Approach your goals the S.M.A.R.T way
S.M.A.R.T is a great model for framing your goals. S-specific, M-measurable, A-action oriented, R-realistic, T-timely (Smith, H.W. 1994).
Let’s use the most common goals, which are Outcome goals, as a model.
S-specific. My goal is to lose 15 pounds in 15 weeks starting May 1 through August 9
M- measurable. How will I measure my goals?
- I will weigh and record my weight every 2 weeks.
- I will take my estimated body fat or measurements every 2 weeks using skinfold calipers or tape measure.
A-action oriented. Action plan.
- Park further away from the entrance and take the stairs instead of the elevator at work.
- Record my caloric intake to see if I can decrease calories for weight loss or perhaps increase calories for performance.
- I will do three to four 45 minute cardio sessions and 2-3 resistance training sessions a week.
- I plan to prepare all my meals early in the week so I can eat out less and control my protions.
R-realistic. My goal is realistic because:
- I have a trainer to help me exercise and be accountable.
- I have a plan of action that guarantees me to lose 1 pound a week.

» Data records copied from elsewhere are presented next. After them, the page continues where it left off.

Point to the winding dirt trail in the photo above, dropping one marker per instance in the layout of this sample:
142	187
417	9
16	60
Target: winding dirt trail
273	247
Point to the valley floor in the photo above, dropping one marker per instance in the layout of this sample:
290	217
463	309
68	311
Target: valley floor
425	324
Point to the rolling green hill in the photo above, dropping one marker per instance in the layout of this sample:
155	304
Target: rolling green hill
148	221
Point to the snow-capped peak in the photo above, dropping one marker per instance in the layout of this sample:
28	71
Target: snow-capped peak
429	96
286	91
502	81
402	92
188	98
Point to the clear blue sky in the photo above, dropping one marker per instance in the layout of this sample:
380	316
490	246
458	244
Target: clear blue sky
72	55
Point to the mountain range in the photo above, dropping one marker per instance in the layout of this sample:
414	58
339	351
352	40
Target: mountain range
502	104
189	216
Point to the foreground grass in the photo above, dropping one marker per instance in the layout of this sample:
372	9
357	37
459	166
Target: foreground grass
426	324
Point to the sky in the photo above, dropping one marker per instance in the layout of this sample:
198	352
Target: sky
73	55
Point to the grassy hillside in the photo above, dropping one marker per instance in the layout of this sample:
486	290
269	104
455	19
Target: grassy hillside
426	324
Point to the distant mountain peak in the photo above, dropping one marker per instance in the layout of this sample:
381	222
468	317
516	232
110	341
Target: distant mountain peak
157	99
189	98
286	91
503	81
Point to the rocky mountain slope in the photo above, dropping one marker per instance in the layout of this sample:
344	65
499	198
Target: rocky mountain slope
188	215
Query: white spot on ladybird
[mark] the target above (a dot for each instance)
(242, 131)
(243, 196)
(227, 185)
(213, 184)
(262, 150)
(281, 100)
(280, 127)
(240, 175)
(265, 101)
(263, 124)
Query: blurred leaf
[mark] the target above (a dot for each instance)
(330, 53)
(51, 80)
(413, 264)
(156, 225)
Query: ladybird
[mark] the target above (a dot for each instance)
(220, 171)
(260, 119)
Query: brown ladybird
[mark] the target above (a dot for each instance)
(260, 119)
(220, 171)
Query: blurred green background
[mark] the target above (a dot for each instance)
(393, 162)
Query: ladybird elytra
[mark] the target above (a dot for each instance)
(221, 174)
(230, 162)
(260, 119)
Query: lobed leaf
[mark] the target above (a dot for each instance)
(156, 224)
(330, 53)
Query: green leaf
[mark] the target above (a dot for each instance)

T-timely.My program begins May 1 and ends August 9. I estimate 1lb weight loss a week which gives me a reachable 15lb in 15 weeks.
REMAIN FOCUS AND DON’T QUIT!
Goal setting is not a “try it to see if it works for you” idea. Using this goal setting system will help you remain focused, overcome distractions, and keep your workout exciting and more meaningful, thus increasing your chances of success.
Get Active, Train Hard, and Live Healthy!